Meu marido me chama à janela. Além da beleza de uma amostra ao longe de nossa Mantiqueira, eis que vejo no terreno em frente um homem “fazendo” dois golfinhos de cimento. Não vimos o início da arte. Os golfinhos já estavam cobertos de cimento que o artesão alisava aqui e ali. Não é qualquer pessoa que saberia fazer uma arte dessas. O cara é um artista, um artesão trabalhando num trabalho lindo. Para onde vão os golfinhos de cimento? Não faço a menor ideia. Como o prédio em construção ao lado do nosso terá uma piscina, provavelmente os golfinhos irão para lá. Agora já estão pintados de azul. Um amor!
Tenho
loucura por golfinhos. Há muitos anos estive passeando em Fernando de Noronha
quando tudo lá era agreste, sem um único hotel. Quando íamos de barco para o
mar, os golfinhos nos acompanhavam o tempo todo na maior alegria. Eu não quis
nadar com eles, tive medo. Enquanto o pessoal todo desceu ao mar eu fiquei
sozinha olhando. Pois não é que um golfinho se enamorou de mim? Ele deixou a
turma toda e veio por a carinha para dentro do barco a todo instante como se
não quisesse me deixar sozinha. Ora vinha por um lado do barco, ora pelo outro
lado. Muito fofo!
Meu
marido foi tratar da vida e eu fiquei ali olhando, e meu pensamento, minha
imaginação alçando voo. Quem seria este homem artista? Como seria sua vida?
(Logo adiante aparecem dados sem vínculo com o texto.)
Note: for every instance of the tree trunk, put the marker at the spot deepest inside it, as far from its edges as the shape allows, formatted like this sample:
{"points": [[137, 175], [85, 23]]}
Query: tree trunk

Provavelmente ele, em casa, teria dito à sua mulher na hora da janta: mulher,
estou fazendo dois golfinhos! E ela daria de ombros enquanto atendia a um filho
ou mais. Sim, eles teriam filhos. E o filho mais velho que teria puxado mais ao
pai, se interessou pelo assunto: Como pai? Dois golfinhos? De cimento? E o pai
orgulhoso: Sim, vou te levar lá pra ver.
Estou
imaginando um casal feliz, com filhos saudáveis e felizes. Tudo por conta da
sensibilidade que julgo que o artesão tem. Como fazer golfinhos tão lindos sem
sensibilidade? Estou até arriscando que mais tarde da noite, quando as crianças
dormem, o artesão e a mulher trocam juras de amor.
Não é tão
simples assim. Feliz do artesão que ainda está empregado porque há muitos que
não. A vida está difícil e ainda tem a pandemia para piorar tudo. Ele pode ter
chegado em casa e encontrado a mulher de mau humor. Ela teria reclamado
dizendo: estou precisando de uma panela nova e ele até hoje nada! E os meninos
estão precisando de sapatos. E o homem, como tem sensibilidade, porque quem faz
golfinhos é sensível à flor da pele, esperou que a mulher se arrependesse dos
maus humores, e lhe fez um carinho nos cabelos, desmanchando o penteado e a
cara feia.
Vai que
não é nada disso. Vai que o artesão é solteiro e que depois de esculpir os
golfinhos ele vai para casa, entra no Facebook, faz suas postagens, brinca com
os amigos, toma uma cerveja e vê TV.
Mas eu,
sinceramente, fico torcendo pra que ele tenha um amor, que seja feliz com este
amor, que tenha filhos bagunceiros e alegres. Sim, e de tardezinha ele vai pra
casa. Na hora de dormir, ele abraça seu amor e diz: um dia nós vamos passear no
mar e nadar com os golfinhos. Eles são tão risonhos! Você vai adorar!